The image you see has probably left you scratching your head. Why does this Isuzu Trooper have an Acura badge on it? For those who don't know, Isuzu made Troopers for Honda back in the 90's, tarted them up and badged them as Acura. It's an interesting bit of somewhat forgotten automotive history, but Acura wants us to remember that.
It was called the SLX, and it was touted to go up against the Lexus LX 450. It was Acura's first SUV and, to put it lightly, it didn't sell very well. Over 20 years since it's launch however, Honda's luxury division decided to breathe new life into it. How did Acura do it? They totally re-engineered it from the ground up.
But before we tell you what they did, let's briefly look at the the original SLX. It was powered by a 3.2-liter V6. The SLX never came with a diesel, and yes, Isuzu made gas V6 engines. That was good for 190 PS and 255 Nm of torque, which wasn't too shabby for 1996. The only real difference it had with the Trooper was a unique grill, Acura badges, and a whole lot of leather inside.
What Acura did was chuck out the Isuzu V6, drop the four-speed automatic, ditch the live rear axle, reworked the entire front suspension, and even gave it a new four-wheel drive system.
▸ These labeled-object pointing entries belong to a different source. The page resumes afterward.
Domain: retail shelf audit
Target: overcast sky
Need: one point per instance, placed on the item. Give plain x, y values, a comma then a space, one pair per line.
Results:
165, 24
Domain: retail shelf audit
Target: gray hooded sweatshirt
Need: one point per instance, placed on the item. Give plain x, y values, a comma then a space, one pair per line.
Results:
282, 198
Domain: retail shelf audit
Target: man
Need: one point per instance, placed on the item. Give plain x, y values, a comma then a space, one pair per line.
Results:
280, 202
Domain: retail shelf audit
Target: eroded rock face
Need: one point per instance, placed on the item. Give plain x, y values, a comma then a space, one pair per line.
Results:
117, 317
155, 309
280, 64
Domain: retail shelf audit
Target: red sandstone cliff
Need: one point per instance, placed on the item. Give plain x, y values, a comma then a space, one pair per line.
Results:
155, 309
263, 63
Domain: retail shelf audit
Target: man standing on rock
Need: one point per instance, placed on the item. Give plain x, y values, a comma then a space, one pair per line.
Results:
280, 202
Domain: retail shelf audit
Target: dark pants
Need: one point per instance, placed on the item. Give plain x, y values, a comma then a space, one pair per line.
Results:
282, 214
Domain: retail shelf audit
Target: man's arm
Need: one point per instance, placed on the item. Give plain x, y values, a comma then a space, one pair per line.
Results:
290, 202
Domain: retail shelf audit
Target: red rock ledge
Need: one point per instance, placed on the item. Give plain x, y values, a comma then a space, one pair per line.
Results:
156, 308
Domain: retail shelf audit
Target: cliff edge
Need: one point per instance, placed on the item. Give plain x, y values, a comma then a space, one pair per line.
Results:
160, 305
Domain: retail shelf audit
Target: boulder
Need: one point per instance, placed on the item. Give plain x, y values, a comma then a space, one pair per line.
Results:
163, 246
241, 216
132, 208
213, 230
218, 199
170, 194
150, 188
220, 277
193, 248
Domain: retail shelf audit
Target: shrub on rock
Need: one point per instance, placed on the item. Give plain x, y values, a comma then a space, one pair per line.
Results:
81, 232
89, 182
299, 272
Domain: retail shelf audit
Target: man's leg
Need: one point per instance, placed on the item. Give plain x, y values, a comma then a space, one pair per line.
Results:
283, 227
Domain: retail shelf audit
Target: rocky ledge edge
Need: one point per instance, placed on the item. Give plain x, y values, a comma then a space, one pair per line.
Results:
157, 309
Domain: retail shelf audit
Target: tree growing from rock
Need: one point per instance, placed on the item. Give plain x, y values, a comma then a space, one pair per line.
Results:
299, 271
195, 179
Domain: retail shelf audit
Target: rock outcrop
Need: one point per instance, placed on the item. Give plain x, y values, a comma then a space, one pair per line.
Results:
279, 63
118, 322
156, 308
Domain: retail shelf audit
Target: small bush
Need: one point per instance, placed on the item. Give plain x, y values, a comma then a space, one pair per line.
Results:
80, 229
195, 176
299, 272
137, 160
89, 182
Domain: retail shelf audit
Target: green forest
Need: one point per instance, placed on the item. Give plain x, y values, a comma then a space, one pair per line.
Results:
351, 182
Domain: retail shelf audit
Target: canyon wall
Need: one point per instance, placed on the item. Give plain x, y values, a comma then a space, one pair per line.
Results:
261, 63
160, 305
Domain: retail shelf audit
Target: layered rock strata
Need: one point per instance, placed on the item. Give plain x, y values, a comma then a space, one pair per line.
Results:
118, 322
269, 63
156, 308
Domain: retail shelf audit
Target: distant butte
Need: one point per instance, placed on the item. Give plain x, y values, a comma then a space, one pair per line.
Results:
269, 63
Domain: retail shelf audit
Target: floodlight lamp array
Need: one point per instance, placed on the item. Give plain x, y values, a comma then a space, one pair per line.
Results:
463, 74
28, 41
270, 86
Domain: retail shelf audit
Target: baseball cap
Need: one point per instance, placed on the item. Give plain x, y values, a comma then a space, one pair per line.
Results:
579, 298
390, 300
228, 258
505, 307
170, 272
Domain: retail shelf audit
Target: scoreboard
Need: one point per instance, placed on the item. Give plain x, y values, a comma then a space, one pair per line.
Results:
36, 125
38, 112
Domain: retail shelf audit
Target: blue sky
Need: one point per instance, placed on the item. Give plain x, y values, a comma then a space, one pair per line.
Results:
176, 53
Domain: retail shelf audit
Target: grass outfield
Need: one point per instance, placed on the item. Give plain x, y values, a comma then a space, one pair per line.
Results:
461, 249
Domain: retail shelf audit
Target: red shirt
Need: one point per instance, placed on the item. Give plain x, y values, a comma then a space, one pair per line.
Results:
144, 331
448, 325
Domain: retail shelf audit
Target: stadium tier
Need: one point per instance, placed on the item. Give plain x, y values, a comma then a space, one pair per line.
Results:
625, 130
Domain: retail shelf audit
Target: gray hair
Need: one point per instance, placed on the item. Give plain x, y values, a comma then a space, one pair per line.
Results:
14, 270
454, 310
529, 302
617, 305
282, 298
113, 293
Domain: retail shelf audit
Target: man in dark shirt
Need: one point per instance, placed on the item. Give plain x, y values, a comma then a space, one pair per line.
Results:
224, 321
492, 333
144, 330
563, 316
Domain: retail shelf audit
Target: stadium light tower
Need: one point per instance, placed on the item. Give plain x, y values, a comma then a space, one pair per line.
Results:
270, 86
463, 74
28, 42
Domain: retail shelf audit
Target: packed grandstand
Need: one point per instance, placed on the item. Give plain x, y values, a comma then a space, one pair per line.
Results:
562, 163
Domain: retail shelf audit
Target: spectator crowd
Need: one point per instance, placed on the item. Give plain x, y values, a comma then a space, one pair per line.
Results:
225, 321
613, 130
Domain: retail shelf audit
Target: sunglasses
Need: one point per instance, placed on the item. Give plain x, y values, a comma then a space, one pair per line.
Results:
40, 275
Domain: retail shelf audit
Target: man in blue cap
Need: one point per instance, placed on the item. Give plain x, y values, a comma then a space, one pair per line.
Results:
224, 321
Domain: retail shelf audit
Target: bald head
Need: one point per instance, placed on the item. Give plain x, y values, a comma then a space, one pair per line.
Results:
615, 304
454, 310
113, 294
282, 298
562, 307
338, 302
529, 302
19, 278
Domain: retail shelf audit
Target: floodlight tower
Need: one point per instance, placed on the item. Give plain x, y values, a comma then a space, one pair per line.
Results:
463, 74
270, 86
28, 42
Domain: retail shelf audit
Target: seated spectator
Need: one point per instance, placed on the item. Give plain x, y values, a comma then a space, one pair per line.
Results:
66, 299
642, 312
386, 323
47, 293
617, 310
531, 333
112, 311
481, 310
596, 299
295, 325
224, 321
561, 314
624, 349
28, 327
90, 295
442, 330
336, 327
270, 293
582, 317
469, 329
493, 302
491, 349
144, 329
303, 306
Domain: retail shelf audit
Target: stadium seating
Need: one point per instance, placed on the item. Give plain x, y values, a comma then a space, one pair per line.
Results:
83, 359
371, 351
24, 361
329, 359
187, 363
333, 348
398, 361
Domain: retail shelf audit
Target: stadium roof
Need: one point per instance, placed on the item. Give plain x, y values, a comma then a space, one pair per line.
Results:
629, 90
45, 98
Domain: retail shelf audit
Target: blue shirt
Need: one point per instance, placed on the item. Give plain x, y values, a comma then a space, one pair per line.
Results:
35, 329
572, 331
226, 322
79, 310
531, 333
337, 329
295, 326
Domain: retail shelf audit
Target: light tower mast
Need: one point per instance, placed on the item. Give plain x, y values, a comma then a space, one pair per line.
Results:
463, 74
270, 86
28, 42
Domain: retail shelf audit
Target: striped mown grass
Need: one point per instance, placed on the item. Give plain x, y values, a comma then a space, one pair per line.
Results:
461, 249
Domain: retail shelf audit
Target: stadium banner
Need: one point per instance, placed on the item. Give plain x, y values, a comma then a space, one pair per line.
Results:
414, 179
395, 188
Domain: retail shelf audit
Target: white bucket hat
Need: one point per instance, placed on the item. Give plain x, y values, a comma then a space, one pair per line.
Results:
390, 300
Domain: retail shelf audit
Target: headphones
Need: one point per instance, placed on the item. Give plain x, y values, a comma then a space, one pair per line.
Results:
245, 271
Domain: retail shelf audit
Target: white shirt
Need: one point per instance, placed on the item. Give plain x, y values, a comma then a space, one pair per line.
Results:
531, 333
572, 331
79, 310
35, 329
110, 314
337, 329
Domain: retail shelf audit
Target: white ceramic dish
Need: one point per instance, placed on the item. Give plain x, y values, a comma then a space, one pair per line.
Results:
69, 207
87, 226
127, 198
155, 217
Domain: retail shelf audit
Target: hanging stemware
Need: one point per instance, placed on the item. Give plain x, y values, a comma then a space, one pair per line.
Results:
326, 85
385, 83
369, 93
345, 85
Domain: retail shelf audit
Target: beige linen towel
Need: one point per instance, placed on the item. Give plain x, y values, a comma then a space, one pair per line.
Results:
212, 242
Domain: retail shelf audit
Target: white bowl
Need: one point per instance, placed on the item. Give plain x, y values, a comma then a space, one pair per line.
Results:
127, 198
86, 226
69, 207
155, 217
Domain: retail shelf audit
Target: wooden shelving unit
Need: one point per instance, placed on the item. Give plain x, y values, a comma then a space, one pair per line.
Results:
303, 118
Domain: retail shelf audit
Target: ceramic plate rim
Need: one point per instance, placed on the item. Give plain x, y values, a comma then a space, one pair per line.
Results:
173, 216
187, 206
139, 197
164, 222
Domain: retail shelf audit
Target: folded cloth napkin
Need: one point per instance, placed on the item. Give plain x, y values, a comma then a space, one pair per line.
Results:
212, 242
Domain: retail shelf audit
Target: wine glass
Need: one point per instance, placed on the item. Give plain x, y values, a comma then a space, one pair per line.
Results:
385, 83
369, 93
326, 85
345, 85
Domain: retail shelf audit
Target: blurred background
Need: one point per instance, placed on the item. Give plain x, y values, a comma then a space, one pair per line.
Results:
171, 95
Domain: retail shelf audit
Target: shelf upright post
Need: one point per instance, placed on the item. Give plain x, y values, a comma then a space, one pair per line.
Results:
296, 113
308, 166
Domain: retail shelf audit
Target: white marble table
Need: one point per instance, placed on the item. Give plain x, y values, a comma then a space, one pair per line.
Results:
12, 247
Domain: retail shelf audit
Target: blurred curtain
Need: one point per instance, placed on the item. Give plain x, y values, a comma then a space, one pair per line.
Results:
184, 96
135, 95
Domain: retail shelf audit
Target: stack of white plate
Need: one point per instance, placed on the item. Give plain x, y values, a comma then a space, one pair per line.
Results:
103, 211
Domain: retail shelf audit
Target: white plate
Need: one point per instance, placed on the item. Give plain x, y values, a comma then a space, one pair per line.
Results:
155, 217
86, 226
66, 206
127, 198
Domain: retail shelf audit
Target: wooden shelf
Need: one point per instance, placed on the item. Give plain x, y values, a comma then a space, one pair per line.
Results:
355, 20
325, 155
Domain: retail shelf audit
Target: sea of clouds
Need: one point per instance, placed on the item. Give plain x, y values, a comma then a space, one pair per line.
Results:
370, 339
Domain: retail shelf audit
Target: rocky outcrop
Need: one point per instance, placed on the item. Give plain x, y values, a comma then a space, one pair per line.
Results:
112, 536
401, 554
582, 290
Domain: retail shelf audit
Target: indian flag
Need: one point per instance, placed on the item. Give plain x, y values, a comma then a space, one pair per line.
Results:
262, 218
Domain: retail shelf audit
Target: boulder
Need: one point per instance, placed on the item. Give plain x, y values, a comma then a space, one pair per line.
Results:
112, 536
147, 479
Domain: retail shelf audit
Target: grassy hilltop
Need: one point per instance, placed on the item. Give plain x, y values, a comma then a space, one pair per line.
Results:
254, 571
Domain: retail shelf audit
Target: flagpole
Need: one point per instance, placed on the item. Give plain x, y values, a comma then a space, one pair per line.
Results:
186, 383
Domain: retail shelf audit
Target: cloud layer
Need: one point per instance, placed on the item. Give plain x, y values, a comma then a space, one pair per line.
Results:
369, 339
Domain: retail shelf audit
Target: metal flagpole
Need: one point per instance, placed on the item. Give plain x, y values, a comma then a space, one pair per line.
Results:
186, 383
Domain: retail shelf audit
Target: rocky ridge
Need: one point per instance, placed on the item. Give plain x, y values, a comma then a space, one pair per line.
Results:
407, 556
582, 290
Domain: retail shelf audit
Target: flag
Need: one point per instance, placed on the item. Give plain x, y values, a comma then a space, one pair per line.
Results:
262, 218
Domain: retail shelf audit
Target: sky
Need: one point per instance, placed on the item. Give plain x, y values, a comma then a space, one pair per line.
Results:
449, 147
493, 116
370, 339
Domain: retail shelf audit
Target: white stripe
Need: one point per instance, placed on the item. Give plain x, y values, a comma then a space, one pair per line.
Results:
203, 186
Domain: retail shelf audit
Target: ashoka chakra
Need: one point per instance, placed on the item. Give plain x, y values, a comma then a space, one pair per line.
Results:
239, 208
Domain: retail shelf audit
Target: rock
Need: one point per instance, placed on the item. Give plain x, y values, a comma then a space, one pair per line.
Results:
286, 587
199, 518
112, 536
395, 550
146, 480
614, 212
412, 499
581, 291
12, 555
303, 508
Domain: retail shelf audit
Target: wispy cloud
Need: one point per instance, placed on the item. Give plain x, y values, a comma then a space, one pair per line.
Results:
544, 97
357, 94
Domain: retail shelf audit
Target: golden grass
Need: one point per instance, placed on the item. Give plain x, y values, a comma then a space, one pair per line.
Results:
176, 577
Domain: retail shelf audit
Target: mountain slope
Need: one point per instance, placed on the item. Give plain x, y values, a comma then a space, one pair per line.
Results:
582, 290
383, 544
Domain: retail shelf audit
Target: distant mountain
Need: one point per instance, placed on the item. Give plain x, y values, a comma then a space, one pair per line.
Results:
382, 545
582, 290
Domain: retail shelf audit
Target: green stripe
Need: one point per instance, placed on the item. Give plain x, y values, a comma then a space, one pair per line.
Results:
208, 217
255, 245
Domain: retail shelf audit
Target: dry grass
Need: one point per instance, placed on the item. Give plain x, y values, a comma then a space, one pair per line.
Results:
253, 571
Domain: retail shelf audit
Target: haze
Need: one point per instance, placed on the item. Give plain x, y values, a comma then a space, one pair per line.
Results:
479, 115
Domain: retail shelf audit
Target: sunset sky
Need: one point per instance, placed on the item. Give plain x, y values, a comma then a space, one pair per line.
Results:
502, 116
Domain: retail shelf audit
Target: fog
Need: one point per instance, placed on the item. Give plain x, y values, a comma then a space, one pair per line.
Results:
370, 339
Powering the SLX is a turbocharged 2.0-liter engine and no, it's not the exact same one found in the Civic Type R. In fact, it's more powerful than the one found in the hot hatch. Instead of 310 PS and 400 Nm of torque, this SLX lays down 350 PS and 460 Nm of torque. Acura didn't mention any acceleration numbers, but we're certain it's faster than the '96 model's 0 to 100 km/h time of about 10 seconds. Out went the four-speed automatic, and in went the 10-speed automatic from the RDX crossover.
As for the chassis, it gets MacPherson struts in front, replacing the double-wishbone setup of the 90's model. They also made it wider, perhaps to give it better handling. As for the rear, the live axle (which is also the same on the Trooper) makes way for a custom multi-link independent set up. Brakes were upsized too, and they even included the electronic parking brake. Also, the shift on the fly four-wheel drive system was thrown out, bolting in Honda and Acura's Super Handling All-Wheel Drive system (SH-AWD).
But from the outside, they kept the upright, boxy look of the original article. There are little hints that it's packing that much power under the hood, or the fact that it now uses a new all-wheel drive system. It does have a wider stance, a set of custom wheels, and an SH-AWD badge on the tailgate.
As for the interior, it's a throwback to the 90's. No touchscreens here; it's all buttons and dials on the dashboard. Acura kept it period correct, right down to the CD player and cassette deck. The only differences are the gear selector and a standalone display for vehicle information.
Sadly, the SUV is a one-off but it's great to see a manufacturer showing their fun side with projects like these. Besides, the idea of a Trooper making more power than a Type R sounds like a fun proposition.